Third World Extra Virgin Dreams (1997, remade 2010) | Talking Objects
Third World Extra Virgin Dreams (1997, remade 2010)

Suzann Victor


Third World Extra Virgin Dreams (1997, remade 2010)
Third World Extra Virgin Dreams (1997, remade 2010)
Third World Extra Virgin Dreams (1997, remade 2010)
Third World Extra Virgin Dreams (1997, remade 2010)
Third World Extra Virgin Dreams (1997, remade 2010)
Third World Extra Virgin Dreams (1997, remade 2010)
Third World Extra Virgin Dreams (1997, remade 2010)
Third World Extra Virgin Dreams (1997, remade 2010)
Third World Extra Virgin Dreams (1997, remade 2010)

Glass, Fresnel lens, human blood, bed and wire Dimensions variable Collection of Singapore Art Museum

Third World Extra Virgin Dreams is one of Suzann Victor’s most important and iconic early installations that was first conceptualised as a response to the unique historic architecture of the Cabania Fortress at the 6th Havana Biennale in Cuba.

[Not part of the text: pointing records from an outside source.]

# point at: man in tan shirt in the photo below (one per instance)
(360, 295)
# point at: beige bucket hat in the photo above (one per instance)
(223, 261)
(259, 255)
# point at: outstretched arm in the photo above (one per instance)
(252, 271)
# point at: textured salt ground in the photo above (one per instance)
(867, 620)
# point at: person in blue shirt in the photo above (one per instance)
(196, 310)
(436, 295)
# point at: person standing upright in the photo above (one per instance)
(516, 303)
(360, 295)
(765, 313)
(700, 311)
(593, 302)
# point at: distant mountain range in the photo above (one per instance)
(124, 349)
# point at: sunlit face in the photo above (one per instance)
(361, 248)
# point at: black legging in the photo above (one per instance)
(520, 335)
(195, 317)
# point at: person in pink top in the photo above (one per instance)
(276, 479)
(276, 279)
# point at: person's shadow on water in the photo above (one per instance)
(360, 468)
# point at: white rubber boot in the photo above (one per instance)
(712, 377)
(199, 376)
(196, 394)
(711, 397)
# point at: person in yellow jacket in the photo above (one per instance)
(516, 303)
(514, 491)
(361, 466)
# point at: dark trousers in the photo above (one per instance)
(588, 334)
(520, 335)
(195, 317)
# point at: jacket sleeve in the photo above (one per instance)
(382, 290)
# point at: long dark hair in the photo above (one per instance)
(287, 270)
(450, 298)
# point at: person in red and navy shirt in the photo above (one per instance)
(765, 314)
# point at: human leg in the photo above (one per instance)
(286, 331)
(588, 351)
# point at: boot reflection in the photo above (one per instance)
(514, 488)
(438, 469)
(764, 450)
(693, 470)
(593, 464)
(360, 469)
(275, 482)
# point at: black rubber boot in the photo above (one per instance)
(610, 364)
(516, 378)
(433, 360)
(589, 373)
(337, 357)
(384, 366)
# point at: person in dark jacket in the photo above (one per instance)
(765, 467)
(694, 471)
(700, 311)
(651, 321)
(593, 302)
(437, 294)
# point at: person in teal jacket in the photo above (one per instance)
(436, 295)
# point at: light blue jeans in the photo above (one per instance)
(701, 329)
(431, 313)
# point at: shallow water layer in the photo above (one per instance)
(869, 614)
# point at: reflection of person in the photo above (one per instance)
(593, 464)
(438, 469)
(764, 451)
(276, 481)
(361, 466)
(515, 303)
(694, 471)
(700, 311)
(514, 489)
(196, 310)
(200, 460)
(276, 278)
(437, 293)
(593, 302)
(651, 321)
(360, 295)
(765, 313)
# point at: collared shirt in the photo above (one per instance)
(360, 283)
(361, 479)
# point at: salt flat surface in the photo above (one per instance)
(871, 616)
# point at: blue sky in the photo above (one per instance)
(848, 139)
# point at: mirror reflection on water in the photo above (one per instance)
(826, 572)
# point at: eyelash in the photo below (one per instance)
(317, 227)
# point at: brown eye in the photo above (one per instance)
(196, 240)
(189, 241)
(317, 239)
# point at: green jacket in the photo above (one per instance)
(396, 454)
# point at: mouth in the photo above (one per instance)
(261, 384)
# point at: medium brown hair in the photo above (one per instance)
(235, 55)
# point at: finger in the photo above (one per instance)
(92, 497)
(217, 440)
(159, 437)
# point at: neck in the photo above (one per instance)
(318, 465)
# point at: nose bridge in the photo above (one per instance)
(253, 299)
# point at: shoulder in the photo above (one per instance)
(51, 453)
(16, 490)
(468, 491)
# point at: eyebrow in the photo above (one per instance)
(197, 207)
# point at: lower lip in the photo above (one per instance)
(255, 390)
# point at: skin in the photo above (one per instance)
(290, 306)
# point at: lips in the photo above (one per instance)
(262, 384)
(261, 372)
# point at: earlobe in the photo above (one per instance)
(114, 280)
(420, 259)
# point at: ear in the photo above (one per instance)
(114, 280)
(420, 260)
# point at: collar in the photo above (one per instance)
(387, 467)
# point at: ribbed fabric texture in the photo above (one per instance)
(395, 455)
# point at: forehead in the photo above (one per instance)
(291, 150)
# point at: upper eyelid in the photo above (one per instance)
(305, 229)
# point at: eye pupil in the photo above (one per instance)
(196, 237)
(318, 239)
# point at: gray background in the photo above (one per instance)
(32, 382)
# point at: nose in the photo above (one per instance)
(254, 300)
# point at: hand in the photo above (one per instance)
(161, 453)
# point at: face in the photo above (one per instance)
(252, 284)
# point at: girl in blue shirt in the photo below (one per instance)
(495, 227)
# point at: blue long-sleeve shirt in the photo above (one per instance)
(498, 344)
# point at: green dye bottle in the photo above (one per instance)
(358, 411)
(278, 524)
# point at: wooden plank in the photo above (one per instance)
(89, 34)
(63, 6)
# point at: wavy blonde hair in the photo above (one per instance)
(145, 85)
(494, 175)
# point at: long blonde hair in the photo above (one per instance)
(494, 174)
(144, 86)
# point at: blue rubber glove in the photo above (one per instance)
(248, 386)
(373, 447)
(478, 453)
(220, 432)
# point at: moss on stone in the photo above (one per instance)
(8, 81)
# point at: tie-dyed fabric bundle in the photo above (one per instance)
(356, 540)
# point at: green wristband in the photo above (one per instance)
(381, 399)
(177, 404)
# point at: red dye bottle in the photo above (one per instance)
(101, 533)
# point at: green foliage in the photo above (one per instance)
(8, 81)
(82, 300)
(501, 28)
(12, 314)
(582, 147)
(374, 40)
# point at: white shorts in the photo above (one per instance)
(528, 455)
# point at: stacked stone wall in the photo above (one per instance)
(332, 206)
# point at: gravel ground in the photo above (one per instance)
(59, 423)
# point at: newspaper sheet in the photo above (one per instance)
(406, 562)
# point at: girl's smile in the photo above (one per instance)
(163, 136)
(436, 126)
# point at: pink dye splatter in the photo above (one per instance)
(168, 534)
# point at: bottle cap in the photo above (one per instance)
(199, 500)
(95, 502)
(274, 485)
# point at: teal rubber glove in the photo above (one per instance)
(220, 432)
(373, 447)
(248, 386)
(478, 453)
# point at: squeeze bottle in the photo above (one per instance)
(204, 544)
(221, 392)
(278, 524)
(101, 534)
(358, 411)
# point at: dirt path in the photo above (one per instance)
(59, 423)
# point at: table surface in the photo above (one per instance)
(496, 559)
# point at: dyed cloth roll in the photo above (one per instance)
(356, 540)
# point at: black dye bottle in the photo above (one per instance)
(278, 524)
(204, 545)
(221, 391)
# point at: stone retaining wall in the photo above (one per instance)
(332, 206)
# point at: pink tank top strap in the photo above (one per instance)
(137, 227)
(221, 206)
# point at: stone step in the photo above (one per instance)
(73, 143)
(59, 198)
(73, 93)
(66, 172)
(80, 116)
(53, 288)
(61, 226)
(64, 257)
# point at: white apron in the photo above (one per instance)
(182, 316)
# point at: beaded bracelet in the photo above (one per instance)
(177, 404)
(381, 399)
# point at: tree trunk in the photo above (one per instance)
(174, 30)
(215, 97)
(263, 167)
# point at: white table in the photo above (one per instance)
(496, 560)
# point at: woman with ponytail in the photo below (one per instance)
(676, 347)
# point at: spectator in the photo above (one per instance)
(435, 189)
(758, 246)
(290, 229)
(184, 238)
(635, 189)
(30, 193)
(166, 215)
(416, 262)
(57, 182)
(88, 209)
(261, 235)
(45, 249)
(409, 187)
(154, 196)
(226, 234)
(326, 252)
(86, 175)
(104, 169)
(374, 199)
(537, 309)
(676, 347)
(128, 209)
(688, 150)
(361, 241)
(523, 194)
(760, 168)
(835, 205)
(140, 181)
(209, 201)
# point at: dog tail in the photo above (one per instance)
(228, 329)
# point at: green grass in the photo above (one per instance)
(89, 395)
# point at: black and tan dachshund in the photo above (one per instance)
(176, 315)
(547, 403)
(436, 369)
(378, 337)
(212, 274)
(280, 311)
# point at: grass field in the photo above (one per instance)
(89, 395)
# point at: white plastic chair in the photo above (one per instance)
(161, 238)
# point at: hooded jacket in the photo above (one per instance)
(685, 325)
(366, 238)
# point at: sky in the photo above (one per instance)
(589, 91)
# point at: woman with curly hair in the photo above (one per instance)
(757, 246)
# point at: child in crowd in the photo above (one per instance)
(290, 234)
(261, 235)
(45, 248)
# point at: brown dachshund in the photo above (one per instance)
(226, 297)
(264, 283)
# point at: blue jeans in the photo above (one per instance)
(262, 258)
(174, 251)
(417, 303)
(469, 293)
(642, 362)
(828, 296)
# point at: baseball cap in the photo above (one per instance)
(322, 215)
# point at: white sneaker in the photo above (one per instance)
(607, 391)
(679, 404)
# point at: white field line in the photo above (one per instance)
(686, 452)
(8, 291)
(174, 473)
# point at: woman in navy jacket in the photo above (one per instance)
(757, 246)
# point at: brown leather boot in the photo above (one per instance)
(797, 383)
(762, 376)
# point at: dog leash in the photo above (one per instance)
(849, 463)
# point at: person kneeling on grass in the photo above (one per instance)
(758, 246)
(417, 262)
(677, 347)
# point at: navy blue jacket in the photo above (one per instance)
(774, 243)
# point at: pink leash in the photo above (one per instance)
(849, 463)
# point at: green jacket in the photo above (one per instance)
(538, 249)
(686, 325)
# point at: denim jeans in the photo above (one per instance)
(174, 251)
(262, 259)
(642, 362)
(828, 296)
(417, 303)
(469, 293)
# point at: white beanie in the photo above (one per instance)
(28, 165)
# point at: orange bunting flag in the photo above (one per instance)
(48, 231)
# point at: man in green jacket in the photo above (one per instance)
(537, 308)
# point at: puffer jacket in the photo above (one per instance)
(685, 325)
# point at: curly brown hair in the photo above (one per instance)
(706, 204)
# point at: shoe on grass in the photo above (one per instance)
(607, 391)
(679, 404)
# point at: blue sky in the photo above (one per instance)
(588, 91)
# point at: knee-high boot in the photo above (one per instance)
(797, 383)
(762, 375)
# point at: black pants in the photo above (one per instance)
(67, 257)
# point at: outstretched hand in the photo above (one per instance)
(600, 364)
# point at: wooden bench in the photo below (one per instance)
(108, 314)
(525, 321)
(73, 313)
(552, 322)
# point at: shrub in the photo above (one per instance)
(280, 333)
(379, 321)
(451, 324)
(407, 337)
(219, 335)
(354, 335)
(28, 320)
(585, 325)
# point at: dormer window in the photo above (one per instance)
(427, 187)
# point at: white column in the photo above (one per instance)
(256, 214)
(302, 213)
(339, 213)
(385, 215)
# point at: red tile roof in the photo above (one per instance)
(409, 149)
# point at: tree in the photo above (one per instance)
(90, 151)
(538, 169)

The work features motifs that recur in Victor’s later work, signalling her interest in themes such as the place of the (woman’s) body in patriarchal society and the post-colonial condition.

At the centre of the installation is a used single bed. The bed is the site of beginnings and endings, where human conception, birth and death take place. It performs as host and witness to one’s most private moments: sleep, sexual fantasies/fulfilment, dreams and nightmares. Evoking rest and restlessness, the bed is, in the artist’s words, “imprinted with not only the human form but its corporeality.”

A monumental ten-metre patchwork quilt, comprising thousands of Fresnel lenses, drapes over the suspended bed. The lenses’ transparent, light refractive quality create a dreamlike state that hovers between “fragility and strength, appearance and disappearance, visibility and invisibility, intrusion and expulsion.” On each lens is a brush of wine and blood. The latter was taken from the artist and the father of the family which hosted Victor in Cuba. The act of drawing/giving blood, almost ritual-like, becomes symbolic of the intermingling of memory and life between both individuals. The glass quilt may also recall hymenal material, where each drop of “virgin” blood presents the essence of an anonymous subjectivity (a child, a woman), reduced to their most vulnerable manifestation and trapped between glass and lens.

A dramatic transfiguration of the mundane occurs in Third World Extra Virgin Dreams. The installation assumes a certain power to seduce and compel the viewer to be drawn in through the sheer potency of the visual image.